L'incontro, svoltosi in videoconferenza in formato ibrido —con partecipanti in presenza e da remoto—, ha servito a trasmettere ai rappresentanti cubani nel mondo la versione ufficiale sulla situazione del paese e a fissare le priorità per il restante 2026 e l'anno 2027.
Rodríguez Parrilla ha affermato che nella riunione si sono «condivisi i dettagli della situazione attuale del paese, provocata dal blocco energetico, dal inasprimento del blocco e dalle sanzioni secondarie imposte dal governo degli Stati Uniti».
Il cancelliere ha utilizzato il termine «cigno energetico», parte del discorso ufficiale del regime per attribuire a fattori esterni la grave crisi elettrica che affligge Cuba, caratterizzata da blackout prolungati, scarsità di carburante e dal deterioramento delle infrastrutture di generazione.
Ciò che il regime omette è che questa crisi è anche il risultato di decenni di cattiva gestione, mancanza di investimenti e dipendenza strutturale dalle importazioni, che il modello economico cubano ha aggravato nel corso di 67 anni di dittatura.
Questo tipo di riunioni tra capi missione è un meccanismo abituale del Ministero degli Affari Esteri cubano per allineare i suoi rappresentanti all'estero con le linee politiche del governo e coordinare l'azione diplomatica di fronte alle pressioni internazionali.

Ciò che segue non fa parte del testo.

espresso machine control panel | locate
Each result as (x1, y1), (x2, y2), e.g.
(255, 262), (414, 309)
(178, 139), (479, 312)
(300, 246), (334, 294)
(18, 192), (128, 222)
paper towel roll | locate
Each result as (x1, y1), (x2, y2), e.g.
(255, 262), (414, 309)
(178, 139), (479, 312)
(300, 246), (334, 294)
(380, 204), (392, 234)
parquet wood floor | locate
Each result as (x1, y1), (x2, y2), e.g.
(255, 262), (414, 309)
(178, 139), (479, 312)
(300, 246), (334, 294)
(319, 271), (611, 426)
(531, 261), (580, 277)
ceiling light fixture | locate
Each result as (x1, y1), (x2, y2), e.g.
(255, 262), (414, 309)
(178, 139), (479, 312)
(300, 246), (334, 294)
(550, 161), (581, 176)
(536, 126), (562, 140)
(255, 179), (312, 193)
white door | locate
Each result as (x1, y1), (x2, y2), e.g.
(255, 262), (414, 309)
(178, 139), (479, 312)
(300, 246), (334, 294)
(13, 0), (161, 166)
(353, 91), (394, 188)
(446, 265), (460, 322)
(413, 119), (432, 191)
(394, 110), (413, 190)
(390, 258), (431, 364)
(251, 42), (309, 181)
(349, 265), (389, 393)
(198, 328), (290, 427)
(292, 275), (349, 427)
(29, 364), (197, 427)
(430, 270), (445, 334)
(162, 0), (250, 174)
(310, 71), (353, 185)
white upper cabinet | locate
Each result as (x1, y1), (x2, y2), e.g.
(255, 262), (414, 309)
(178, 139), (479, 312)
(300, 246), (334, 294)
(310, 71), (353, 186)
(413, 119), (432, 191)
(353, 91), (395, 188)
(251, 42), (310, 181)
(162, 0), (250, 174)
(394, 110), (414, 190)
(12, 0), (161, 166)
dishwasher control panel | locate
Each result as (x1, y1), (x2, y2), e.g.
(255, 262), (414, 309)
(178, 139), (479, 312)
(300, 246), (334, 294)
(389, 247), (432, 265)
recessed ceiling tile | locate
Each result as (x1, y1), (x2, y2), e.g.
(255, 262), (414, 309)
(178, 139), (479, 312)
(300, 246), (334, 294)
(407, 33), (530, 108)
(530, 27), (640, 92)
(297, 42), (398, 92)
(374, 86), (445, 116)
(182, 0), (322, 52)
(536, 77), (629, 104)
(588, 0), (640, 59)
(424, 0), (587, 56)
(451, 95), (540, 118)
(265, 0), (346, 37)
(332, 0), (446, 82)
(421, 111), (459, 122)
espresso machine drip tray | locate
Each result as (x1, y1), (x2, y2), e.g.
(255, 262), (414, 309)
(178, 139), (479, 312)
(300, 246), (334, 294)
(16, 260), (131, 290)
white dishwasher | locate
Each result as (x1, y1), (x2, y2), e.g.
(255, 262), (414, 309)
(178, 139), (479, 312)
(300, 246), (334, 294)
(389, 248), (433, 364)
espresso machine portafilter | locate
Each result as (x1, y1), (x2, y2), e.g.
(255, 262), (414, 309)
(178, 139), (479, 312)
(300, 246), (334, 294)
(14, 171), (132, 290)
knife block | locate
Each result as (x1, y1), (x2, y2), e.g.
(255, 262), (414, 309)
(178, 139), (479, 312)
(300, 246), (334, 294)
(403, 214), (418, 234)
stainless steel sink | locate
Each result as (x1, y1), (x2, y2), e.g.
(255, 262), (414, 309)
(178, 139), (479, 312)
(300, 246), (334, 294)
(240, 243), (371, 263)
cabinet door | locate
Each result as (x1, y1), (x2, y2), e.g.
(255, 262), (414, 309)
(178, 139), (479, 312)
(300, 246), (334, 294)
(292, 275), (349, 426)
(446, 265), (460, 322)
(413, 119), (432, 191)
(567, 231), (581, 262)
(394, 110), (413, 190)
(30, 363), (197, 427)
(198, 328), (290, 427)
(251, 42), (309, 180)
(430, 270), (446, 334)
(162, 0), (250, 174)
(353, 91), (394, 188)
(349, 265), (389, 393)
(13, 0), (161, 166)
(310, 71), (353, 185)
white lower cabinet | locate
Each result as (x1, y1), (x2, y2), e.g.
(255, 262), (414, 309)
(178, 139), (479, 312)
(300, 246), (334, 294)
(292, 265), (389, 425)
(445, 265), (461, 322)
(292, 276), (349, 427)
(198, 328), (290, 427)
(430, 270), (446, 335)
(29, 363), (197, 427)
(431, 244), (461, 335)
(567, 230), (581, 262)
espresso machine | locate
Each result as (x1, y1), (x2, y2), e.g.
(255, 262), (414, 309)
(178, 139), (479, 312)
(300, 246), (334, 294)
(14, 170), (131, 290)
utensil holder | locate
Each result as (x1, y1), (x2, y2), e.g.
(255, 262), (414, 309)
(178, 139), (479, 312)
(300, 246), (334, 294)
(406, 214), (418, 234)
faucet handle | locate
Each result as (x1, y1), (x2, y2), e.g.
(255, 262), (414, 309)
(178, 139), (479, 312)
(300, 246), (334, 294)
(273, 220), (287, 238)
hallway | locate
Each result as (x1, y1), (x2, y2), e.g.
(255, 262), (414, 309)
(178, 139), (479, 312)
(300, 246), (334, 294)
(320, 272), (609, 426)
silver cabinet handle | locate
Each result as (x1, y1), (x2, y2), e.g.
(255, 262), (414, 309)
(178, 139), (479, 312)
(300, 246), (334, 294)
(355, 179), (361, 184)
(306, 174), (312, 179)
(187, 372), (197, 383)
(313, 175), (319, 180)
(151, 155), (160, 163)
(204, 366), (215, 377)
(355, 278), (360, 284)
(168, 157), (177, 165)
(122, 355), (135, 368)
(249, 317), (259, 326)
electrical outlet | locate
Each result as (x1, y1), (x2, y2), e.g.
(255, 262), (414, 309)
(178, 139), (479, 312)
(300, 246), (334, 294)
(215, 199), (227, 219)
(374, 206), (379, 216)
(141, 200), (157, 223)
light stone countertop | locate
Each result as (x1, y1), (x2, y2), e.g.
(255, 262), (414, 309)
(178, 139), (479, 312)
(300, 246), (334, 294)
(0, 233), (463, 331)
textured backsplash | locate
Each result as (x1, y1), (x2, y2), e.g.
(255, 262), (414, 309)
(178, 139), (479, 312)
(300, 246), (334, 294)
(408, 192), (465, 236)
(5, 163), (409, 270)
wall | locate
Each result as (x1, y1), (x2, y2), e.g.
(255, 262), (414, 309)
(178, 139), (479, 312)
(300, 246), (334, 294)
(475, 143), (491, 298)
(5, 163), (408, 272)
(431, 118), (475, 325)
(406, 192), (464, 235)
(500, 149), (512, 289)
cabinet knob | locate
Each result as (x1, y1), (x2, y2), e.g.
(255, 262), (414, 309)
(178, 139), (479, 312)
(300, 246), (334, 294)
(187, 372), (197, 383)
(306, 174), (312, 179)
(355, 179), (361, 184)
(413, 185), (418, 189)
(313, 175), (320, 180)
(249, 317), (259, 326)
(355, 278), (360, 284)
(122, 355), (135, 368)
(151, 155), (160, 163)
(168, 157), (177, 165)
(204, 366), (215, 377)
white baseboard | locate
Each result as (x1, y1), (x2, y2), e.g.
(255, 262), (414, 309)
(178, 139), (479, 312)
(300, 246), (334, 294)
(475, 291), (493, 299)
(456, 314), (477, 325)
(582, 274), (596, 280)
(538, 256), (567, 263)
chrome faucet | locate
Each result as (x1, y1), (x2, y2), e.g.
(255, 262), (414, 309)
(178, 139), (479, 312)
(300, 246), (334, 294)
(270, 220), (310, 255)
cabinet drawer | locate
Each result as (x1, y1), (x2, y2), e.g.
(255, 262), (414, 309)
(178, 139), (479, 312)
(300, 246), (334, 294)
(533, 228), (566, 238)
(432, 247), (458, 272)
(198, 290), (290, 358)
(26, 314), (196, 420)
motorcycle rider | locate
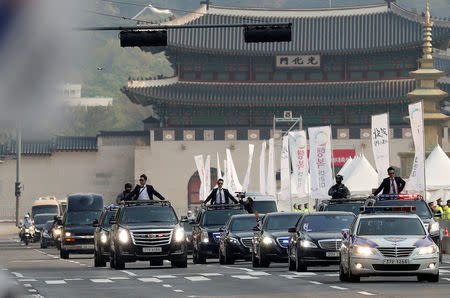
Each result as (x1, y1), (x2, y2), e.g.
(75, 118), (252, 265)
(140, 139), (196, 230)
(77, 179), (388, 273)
(328, 175), (351, 200)
(19, 214), (33, 240)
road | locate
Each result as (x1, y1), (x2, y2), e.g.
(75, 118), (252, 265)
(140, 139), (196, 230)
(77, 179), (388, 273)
(1, 235), (450, 298)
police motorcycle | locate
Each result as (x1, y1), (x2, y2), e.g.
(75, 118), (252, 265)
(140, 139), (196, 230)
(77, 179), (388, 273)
(19, 220), (35, 246)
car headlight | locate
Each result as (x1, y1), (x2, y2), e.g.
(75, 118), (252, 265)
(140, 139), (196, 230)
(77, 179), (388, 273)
(300, 240), (318, 248)
(25, 228), (29, 233)
(174, 228), (185, 242)
(201, 231), (209, 243)
(418, 245), (437, 255)
(429, 222), (439, 233)
(262, 236), (273, 245)
(354, 246), (373, 256)
(228, 237), (239, 244)
(65, 231), (71, 237)
(100, 233), (108, 244)
(118, 228), (129, 244)
(54, 229), (61, 236)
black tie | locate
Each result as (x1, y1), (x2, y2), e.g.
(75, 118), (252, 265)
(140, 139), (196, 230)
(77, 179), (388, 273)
(219, 189), (223, 204)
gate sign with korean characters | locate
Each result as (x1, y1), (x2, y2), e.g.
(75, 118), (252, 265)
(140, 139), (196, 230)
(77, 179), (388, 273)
(276, 55), (321, 68)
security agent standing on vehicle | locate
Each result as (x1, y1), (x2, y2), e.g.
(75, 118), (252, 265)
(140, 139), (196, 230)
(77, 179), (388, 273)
(373, 166), (406, 196)
(116, 183), (132, 204)
(328, 175), (351, 200)
(204, 178), (238, 205)
(126, 174), (165, 201)
(239, 196), (254, 214)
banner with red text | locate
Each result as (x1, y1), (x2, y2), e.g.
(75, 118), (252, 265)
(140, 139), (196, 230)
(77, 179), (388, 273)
(308, 126), (333, 200)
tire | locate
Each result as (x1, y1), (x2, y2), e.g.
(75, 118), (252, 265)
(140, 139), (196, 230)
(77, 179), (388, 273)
(109, 252), (116, 269)
(348, 270), (360, 282)
(94, 250), (106, 267)
(427, 272), (439, 283)
(295, 249), (306, 272)
(114, 252), (125, 270)
(150, 259), (164, 266)
(171, 255), (188, 268)
(197, 250), (207, 264)
(251, 250), (260, 268)
(288, 255), (296, 271)
(259, 250), (270, 268)
(339, 262), (348, 282)
(224, 246), (235, 265)
(60, 249), (69, 259)
(24, 238), (29, 246)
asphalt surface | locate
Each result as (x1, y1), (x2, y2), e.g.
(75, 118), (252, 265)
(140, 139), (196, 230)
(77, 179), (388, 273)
(1, 234), (450, 298)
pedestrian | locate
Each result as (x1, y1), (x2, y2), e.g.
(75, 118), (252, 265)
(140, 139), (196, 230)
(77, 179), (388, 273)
(435, 198), (444, 218)
(373, 167), (406, 196)
(293, 204), (299, 212)
(116, 183), (132, 204)
(328, 175), (351, 200)
(187, 210), (196, 221)
(204, 178), (238, 205)
(239, 197), (254, 214)
(126, 174), (165, 201)
(303, 203), (309, 212)
(444, 200), (450, 219)
(298, 204), (303, 212)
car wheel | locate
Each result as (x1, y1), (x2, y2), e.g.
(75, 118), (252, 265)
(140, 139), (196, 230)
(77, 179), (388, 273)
(150, 259), (164, 266)
(224, 245), (235, 265)
(219, 248), (225, 265)
(427, 272), (439, 282)
(60, 249), (69, 259)
(251, 250), (260, 268)
(94, 250), (106, 267)
(295, 248), (306, 272)
(198, 251), (207, 264)
(339, 261), (348, 282)
(348, 269), (360, 282)
(114, 252), (125, 270)
(171, 255), (188, 268)
(288, 254), (296, 271)
(259, 250), (270, 268)
(109, 252), (116, 269)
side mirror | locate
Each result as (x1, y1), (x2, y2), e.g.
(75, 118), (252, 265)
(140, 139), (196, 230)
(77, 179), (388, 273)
(252, 226), (260, 232)
(92, 219), (99, 227)
(288, 227), (296, 233)
(341, 229), (350, 242)
(109, 218), (117, 225)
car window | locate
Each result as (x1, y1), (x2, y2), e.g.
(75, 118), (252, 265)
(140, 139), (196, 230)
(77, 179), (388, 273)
(65, 211), (101, 225)
(121, 206), (178, 224)
(324, 204), (363, 215)
(357, 217), (425, 236)
(34, 214), (56, 225)
(301, 214), (355, 233)
(265, 214), (302, 231)
(252, 201), (277, 213)
(230, 217), (259, 231)
(373, 200), (432, 219)
(100, 210), (117, 228)
(200, 210), (246, 227)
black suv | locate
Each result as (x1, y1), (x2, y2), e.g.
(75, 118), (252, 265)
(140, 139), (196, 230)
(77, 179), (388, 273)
(109, 201), (187, 269)
(93, 206), (119, 267)
(191, 204), (247, 264)
(319, 198), (367, 215)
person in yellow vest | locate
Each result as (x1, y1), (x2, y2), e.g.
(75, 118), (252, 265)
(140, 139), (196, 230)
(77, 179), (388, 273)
(298, 204), (303, 212)
(293, 204), (299, 212)
(435, 198), (444, 219)
(444, 200), (450, 220)
(303, 203), (309, 213)
(312, 205), (317, 212)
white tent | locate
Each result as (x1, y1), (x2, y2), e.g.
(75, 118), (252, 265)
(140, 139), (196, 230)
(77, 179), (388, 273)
(338, 156), (357, 181)
(344, 155), (378, 196)
(425, 145), (450, 202)
(338, 156), (353, 178)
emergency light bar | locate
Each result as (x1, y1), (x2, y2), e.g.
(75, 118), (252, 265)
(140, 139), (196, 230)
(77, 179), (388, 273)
(360, 206), (416, 213)
(376, 194), (423, 201)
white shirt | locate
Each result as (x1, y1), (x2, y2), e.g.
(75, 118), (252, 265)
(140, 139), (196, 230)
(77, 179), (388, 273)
(389, 178), (398, 194)
(137, 185), (150, 200)
(216, 188), (225, 204)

Nel periodo attuale, la diplomazia del regime combina la denuncia dell'embargo in forum multilaterali con la ricerca di alleati in America Latina, Africa, Asia ed Europa per sostenere relazioni commerciali e di cooperazione nonostante le sanzioni statunitensi, che colpiscono banche, aziende e paesi terzi che intrattengono affari con entità cubane soggette a sanzioni.
L'immagine pubblicata da Rodríguez Parrilla mostra una sala istituzionale con partecipanti seduti in fila, un grande schermo LED con la trasmissione attiva e un tavolo per i relatori, con la presenza di una telecamera video professionale che indica che l'evento è stato registrato o trasmesso in diretta.
Mentre il cancelliere riaffermava l'impegno della diplomazia per «il benessere del popolo cubano», lo stesso popolo continua a sopportare una delle più gravi crisi energetiche della storia recente dell'isola, senza che le missioni diplomatiche all'estero siano riuscite a invertire il collasso del sistema elettrico nazionale.